Make rules clear and accessible
Insurers should "encourage transparency and easy accessibility of prior authorization requirements, criteria, rationale, and program changes," the consensus statement reads. Almost two-thirds of physicians (65%) reported it is difficult to determine whether a drug requires prior authorization. Slightly fewer physicians (62%) reported it is difficult to determine whether a medical service requires prior authorization.

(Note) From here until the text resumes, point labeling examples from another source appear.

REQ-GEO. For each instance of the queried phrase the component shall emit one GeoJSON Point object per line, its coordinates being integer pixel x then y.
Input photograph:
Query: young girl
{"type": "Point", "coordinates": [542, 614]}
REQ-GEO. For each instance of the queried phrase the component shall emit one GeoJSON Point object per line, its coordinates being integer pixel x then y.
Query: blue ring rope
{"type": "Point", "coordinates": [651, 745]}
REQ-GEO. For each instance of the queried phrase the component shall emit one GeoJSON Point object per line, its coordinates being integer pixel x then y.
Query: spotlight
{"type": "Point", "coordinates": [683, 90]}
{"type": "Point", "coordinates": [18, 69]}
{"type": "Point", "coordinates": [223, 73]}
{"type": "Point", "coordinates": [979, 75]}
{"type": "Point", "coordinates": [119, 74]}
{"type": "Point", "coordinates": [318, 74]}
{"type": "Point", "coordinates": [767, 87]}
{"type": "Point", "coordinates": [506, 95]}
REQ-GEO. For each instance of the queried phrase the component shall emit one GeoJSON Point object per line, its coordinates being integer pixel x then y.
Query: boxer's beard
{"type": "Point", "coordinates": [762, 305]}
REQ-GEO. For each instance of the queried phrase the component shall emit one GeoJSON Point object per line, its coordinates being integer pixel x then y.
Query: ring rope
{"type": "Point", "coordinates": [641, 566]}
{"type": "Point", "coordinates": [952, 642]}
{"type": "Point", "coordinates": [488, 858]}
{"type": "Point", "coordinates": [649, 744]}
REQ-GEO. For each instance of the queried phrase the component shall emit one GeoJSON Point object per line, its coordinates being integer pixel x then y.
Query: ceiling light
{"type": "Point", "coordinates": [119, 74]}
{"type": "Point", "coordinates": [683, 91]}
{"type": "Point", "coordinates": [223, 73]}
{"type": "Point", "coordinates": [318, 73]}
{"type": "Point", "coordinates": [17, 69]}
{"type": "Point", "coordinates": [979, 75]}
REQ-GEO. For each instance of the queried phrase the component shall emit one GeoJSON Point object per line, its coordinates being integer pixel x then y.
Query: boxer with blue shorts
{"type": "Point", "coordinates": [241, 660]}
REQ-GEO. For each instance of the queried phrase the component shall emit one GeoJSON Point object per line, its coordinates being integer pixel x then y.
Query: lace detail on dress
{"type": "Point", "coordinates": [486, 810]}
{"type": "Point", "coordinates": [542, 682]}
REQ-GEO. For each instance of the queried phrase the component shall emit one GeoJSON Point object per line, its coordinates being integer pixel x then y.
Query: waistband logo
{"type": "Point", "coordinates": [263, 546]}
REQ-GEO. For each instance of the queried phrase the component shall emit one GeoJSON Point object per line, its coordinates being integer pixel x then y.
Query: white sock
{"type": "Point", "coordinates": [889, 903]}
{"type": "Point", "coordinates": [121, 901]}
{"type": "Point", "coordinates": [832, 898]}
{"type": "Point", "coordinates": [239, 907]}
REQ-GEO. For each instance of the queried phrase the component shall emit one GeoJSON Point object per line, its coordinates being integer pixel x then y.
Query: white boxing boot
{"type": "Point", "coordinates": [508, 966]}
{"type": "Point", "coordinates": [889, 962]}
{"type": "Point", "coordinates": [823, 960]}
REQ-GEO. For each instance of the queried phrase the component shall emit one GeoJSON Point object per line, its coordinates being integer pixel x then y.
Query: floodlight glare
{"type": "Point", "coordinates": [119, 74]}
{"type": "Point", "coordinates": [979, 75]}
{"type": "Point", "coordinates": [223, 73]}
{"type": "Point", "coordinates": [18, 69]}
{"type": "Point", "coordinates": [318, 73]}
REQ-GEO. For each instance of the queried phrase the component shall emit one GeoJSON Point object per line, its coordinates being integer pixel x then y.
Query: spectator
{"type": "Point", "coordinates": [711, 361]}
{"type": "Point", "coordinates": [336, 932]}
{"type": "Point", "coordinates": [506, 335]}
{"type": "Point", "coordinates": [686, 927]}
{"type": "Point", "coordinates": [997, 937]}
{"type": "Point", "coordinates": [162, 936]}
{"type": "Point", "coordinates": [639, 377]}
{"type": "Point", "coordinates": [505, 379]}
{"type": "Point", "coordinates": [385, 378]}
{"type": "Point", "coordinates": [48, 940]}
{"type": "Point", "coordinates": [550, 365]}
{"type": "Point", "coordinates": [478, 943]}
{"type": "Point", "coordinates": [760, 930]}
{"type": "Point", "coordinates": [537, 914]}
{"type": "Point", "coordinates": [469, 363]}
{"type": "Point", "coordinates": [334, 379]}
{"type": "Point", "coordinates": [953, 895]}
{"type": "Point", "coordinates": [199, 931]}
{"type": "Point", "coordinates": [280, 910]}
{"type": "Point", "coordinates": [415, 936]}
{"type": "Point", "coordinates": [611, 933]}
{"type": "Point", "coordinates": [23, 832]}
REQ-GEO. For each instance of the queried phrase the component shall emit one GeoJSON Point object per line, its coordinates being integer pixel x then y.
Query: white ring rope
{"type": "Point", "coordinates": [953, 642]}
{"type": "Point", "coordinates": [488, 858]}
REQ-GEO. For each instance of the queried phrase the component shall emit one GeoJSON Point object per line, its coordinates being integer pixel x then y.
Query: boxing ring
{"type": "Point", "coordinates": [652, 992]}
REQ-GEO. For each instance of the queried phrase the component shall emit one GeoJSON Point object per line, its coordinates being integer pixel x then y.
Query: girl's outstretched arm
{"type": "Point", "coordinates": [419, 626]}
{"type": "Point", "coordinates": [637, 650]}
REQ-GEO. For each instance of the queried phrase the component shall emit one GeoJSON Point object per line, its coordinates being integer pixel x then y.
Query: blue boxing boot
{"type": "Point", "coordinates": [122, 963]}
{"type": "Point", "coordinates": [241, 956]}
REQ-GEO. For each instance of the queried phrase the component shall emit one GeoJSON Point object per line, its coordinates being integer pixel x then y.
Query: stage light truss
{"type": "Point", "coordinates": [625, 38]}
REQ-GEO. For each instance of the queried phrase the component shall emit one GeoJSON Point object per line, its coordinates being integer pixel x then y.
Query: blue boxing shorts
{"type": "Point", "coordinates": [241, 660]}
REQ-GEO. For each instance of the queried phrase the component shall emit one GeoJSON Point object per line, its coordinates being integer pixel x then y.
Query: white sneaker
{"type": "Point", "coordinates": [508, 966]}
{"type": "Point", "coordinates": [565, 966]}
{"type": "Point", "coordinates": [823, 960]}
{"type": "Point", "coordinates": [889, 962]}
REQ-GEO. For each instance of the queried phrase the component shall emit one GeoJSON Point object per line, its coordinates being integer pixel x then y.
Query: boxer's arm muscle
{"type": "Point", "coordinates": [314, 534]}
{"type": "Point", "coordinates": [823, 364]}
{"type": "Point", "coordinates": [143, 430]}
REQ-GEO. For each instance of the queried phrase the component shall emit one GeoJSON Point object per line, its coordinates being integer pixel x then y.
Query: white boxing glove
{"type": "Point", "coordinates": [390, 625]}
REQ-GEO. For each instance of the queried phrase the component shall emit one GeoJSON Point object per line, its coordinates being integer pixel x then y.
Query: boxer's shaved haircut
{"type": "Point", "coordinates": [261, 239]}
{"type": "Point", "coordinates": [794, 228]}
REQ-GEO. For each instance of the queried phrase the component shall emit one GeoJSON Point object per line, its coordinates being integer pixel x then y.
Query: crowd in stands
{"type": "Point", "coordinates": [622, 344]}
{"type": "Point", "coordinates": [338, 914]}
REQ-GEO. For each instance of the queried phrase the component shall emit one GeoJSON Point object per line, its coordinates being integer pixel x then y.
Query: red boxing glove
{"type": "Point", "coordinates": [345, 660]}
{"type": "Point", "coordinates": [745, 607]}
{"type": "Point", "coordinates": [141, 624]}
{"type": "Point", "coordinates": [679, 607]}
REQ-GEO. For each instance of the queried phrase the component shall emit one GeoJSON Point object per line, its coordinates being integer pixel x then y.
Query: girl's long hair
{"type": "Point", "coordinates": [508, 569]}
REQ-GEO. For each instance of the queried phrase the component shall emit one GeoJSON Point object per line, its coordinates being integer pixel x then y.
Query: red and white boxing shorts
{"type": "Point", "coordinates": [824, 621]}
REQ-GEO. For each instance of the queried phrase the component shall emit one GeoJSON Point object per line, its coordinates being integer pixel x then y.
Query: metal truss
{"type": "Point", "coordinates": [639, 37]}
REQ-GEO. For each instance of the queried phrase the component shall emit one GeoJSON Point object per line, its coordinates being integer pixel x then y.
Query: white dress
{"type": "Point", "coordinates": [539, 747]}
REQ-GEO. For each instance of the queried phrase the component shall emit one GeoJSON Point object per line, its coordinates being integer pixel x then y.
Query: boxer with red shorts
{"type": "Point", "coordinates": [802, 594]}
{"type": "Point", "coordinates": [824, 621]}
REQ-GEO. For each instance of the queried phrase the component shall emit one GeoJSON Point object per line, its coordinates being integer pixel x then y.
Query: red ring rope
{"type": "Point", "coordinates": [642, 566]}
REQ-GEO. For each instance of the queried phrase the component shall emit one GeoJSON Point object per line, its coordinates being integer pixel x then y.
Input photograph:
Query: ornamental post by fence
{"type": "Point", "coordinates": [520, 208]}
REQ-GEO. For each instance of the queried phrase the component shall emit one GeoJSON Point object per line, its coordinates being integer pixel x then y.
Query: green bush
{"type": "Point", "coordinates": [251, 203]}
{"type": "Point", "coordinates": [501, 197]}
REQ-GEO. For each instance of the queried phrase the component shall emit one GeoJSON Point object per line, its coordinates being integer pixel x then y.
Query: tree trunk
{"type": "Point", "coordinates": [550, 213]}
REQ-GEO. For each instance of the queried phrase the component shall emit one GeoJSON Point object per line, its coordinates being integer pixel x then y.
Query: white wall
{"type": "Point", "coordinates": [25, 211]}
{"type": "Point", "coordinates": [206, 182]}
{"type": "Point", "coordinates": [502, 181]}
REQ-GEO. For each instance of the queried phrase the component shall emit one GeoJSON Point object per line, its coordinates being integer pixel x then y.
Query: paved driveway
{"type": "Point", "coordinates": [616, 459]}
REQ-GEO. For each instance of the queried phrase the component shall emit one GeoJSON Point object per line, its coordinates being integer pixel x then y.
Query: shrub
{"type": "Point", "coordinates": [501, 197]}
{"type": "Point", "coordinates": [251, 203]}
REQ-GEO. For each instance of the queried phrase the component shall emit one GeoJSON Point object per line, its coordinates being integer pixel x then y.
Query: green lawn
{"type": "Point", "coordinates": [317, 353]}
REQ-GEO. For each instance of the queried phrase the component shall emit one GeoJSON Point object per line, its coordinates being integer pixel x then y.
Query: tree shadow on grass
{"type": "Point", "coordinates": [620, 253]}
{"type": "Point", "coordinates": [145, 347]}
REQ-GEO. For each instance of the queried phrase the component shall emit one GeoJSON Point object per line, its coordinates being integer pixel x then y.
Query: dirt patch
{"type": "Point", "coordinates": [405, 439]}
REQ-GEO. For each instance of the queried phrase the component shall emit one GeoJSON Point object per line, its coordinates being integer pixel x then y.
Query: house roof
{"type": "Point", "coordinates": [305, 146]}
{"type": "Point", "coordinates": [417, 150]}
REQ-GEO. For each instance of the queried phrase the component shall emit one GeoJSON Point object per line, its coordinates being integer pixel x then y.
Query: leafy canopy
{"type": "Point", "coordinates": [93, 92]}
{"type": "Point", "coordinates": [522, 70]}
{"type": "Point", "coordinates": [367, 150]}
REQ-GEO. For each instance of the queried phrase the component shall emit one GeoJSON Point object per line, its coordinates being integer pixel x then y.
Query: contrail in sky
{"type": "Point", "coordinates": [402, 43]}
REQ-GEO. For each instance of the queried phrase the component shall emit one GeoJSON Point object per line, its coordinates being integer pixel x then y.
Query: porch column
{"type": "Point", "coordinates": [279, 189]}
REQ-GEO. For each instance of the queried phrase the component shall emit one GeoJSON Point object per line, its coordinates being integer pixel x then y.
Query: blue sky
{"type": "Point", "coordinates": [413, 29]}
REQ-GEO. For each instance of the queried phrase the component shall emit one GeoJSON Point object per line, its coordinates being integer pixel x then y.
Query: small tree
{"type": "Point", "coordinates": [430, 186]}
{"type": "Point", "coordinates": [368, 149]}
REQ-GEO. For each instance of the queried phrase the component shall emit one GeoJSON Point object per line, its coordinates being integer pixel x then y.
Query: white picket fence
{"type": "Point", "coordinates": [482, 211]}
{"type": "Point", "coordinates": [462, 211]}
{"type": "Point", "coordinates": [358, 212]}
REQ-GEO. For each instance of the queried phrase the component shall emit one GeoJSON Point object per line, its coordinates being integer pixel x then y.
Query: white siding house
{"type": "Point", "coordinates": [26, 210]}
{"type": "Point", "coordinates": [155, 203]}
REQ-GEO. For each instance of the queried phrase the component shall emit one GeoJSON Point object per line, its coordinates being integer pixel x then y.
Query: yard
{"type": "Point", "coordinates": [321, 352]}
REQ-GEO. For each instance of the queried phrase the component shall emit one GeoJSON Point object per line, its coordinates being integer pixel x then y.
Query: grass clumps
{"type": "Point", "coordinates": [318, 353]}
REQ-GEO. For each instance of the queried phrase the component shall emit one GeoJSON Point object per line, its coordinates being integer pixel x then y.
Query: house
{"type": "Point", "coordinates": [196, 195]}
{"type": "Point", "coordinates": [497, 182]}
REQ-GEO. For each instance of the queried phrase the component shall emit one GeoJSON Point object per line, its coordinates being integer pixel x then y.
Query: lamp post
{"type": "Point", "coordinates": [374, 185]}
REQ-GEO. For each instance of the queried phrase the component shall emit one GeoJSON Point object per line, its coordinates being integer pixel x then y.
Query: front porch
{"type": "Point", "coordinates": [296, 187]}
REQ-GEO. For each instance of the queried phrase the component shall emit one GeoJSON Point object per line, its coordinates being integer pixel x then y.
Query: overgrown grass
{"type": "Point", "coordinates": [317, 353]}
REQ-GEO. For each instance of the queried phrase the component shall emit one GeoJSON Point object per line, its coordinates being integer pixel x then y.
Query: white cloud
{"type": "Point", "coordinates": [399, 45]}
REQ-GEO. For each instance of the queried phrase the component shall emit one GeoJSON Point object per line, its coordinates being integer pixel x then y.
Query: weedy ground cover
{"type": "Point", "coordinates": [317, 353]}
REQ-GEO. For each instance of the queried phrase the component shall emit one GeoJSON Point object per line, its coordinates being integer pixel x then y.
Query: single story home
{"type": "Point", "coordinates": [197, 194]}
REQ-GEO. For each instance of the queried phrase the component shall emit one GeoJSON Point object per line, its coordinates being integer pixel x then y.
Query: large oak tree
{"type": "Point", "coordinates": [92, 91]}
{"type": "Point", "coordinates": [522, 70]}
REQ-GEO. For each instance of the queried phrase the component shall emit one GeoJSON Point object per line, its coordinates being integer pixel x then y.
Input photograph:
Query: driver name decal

Support continuity of patient care
Insurers should “minimize disruptions in needed treatment,” including “minimizing repetitive prior authorization requirements,” as stated in the consensus statement. An overwhelming majority of physicians (88%) reported that prior authorization interferes with continuity of care.
Accelerate the use of automation
Efforts should be made to speed the adoption of existing national standards for electronic transactions for prior authorizations, according to the consensus statement. Only about one out of four (26%) physicians reported that their electronic health record system offers electronic prior authorization for prescription medications.
As a result of these failings, the AMA and other physician organizations are calling on Congress to fix the problem through the Improving Seniors’ Timely Access to Care Act (HR 3173 / S 3018), which would codify much of the consensus statement.